The Minnesota Timberwolves and Lynx ownership has been contentious over the past year. Glen Taylor, the long-time owner of both teams, agreed in 2021 to sell the franchises to Marc Lore and Alex Rodriguez for $1.5 billion. They structured the deal in three phases: Lore and Rodriguez initially purchased 20% of the teams, then 20%, and finally, a 40% chunk that gave the new owners control. Taylor would then transfer the remaining 20% at a later date.
The process hit a snag when Taylor accused the prospective owners of missing crucial deadlines and failing to provide the necessary documentation for the final phase of the purchase. (The buyers did provide paperwork a week before their deadline.) Taylor attempted to cancel the sale, also citing a loss of $300 million in funding from the Carlyle Group. The buyers assured Taylor that funding was still in place, but Taylor canceled the sale at the deadline. The buyers pointed out that the purchase agreement had a subsection labeled “Call Option Closing,” which automatically allowed the buyers an additional 90 days to close the deal if outside approval and other details held up the sale at the deadline. A legal battle ensued, culminating in arbitration.

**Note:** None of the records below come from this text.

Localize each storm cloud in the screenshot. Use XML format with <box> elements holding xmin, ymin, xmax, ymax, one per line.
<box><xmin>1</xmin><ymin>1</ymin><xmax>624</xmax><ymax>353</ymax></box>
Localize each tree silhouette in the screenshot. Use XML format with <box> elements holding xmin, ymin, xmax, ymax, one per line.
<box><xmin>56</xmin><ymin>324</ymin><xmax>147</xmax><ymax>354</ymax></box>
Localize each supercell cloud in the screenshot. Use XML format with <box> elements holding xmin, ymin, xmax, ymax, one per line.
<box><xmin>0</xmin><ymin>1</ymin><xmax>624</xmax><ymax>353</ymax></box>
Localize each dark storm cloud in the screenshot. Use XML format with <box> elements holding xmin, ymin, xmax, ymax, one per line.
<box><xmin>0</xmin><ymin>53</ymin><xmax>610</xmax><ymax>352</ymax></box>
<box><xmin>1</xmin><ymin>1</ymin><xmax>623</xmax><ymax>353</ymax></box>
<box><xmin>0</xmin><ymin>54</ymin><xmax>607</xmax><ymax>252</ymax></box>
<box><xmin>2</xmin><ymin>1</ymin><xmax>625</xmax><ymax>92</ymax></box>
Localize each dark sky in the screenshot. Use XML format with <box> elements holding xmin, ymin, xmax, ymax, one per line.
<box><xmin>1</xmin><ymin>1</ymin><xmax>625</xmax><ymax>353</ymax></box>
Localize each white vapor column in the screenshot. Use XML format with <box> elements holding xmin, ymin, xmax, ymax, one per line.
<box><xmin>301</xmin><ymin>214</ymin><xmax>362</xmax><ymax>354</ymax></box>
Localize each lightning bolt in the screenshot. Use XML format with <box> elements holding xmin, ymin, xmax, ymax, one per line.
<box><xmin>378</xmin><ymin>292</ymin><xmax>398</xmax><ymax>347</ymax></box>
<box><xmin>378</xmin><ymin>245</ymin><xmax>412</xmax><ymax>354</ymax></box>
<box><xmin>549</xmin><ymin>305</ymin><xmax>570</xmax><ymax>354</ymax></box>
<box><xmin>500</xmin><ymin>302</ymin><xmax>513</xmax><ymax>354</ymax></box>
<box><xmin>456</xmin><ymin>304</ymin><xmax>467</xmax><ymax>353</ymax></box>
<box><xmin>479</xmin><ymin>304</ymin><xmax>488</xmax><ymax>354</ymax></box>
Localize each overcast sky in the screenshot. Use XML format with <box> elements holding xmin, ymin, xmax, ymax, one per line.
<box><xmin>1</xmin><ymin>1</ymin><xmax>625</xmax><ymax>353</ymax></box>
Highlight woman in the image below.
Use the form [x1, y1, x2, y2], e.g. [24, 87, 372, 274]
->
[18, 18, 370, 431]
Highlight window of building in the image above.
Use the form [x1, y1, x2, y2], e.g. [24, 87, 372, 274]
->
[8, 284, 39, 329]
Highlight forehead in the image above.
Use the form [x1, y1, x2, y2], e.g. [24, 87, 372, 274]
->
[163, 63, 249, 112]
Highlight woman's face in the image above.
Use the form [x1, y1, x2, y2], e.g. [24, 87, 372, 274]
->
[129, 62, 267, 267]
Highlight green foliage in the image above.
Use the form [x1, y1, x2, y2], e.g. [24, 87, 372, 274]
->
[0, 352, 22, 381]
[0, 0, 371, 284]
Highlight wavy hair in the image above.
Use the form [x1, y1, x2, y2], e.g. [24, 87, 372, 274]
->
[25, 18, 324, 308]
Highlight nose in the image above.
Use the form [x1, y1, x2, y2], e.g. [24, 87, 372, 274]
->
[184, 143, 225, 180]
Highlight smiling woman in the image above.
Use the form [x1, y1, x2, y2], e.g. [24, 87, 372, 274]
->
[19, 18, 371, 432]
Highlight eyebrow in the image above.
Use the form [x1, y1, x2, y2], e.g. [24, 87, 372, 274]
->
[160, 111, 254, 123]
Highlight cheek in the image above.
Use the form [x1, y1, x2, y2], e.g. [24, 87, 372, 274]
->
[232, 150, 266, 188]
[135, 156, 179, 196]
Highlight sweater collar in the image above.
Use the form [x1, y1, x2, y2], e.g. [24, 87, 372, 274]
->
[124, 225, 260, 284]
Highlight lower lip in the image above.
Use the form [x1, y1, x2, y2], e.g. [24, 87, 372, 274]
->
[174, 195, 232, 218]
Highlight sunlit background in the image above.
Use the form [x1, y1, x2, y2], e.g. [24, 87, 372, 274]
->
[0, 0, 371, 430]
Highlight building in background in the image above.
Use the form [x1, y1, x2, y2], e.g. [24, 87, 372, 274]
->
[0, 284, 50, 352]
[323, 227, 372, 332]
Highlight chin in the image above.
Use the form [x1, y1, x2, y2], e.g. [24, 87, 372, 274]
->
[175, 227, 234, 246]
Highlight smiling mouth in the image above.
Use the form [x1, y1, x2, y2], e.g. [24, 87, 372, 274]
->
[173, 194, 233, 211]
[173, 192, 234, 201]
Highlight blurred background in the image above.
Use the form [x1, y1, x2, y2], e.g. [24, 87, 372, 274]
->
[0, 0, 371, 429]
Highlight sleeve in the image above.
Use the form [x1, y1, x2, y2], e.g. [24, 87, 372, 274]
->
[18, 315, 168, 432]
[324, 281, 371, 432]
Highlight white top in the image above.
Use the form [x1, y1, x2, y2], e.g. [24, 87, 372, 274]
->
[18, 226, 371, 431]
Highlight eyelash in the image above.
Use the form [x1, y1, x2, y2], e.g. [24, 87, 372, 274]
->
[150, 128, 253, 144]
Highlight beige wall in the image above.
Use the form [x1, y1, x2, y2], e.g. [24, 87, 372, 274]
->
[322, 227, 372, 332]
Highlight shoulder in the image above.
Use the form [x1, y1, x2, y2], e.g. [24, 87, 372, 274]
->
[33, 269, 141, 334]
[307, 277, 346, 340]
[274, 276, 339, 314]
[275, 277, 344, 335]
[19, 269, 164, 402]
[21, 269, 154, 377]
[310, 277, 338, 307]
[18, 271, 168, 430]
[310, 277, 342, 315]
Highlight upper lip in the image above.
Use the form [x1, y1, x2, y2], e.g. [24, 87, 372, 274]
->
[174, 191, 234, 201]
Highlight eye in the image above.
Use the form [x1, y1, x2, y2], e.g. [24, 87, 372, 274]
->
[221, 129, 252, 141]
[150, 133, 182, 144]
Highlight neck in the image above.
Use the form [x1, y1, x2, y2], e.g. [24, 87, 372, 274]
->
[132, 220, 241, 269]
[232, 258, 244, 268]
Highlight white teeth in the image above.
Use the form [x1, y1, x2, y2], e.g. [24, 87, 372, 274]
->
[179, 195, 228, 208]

The arbitration process and decision
Arbitration is a method of resolving disputes outside the courts, where a neutral third party, or a panel, makes a binding decision. In this case, a three-member arbitration panel reviewed the dispute between Taylor and the buyers. The panel listened to arguments from both sides, examining the claims and evidence presented. Taylor argued that Lore and Rodriguez had not met the agreed-upon conditions, while the prospective owners contended that Taylor was experiencing seller’s remorse and was attempting to back out of the deal.
Since the Timberwolves/Lynx $1.5 billion valuation in 2021, a lot has changed:
- The Timberwolves had three playoff appearances and went to the Western Conference Finals in 2024.

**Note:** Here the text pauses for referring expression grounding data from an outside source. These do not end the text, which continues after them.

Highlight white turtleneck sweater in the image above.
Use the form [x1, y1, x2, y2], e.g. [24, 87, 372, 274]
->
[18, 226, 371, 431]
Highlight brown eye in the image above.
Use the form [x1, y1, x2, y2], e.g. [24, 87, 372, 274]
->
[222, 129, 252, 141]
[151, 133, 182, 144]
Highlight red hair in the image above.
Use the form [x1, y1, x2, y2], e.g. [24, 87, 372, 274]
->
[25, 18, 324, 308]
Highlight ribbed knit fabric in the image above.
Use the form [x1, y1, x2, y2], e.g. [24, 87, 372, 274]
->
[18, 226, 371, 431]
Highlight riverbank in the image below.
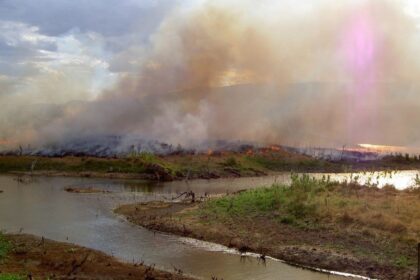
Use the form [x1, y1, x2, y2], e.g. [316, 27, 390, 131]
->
[2, 149, 420, 182]
[0, 233, 191, 280]
[115, 176, 420, 280]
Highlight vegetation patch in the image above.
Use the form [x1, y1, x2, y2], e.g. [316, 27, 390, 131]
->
[197, 175, 420, 276]
[0, 274, 25, 280]
[0, 232, 11, 261]
[200, 174, 333, 226]
[2, 148, 420, 181]
[117, 175, 420, 279]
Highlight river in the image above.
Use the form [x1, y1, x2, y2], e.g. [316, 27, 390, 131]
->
[2, 171, 416, 279]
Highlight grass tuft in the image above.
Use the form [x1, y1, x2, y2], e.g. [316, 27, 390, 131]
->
[0, 275, 25, 280]
[200, 174, 335, 226]
[0, 232, 11, 261]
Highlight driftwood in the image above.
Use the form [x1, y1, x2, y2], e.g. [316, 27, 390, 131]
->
[172, 191, 195, 203]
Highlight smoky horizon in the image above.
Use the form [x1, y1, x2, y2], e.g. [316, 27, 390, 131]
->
[1, 0, 420, 151]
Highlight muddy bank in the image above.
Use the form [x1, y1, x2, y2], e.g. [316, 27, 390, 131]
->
[64, 186, 112, 194]
[115, 201, 415, 280]
[0, 234, 192, 280]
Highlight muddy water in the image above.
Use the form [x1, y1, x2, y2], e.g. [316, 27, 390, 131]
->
[2, 172, 414, 279]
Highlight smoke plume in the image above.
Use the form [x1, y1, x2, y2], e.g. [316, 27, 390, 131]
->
[2, 0, 420, 151]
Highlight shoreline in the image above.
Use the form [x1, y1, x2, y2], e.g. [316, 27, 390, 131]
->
[5, 165, 420, 183]
[114, 200, 416, 280]
[0, 233, 192, 280]
[2, 154, 420, 183]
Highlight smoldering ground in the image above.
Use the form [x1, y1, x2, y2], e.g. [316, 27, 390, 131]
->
[2, 0, 420, 151]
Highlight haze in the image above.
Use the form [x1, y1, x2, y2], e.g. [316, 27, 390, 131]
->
[1, 0, 420, 150]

- Guard/small forward Anthony Edwards is an NBA superstar.
- The Lynx are four-time champions in a league whose value has grown considerably.
Estimates now put the two teams’ value around $3 billion.
The ruling
After careful consideration, the arbitration panel ruled in favor of Lore and Rodriguez. The decision, which was a 2-1 vote, stated that Taylor did not have the right to cancel the sale. This ruling allows Lore and Rodriguez to purchase another 40% of the teams, pending approval from the NBA’s Board of Governors. As is common with arbitration, the panel’s decision is binding, meaning that Taylor must comply with the ruling and complete the sale.
Using arbitration to resolve disputes in sports
Arbitration has proven to be an effective method for resolving disputes in the sports world, not only in ownership battles but also in conflicts involving athletes and staff. It offers a quicker, less formal alternative to traditional court proceedings, providing a fair and impartial decision-making platform. Unlike litigation, the details of the arbitration are also private—in this case, the arbitrators will not comment on their decision.
The ruling clears the way for the new owners to take over. They now have 90 days from the ruling to complete the sale.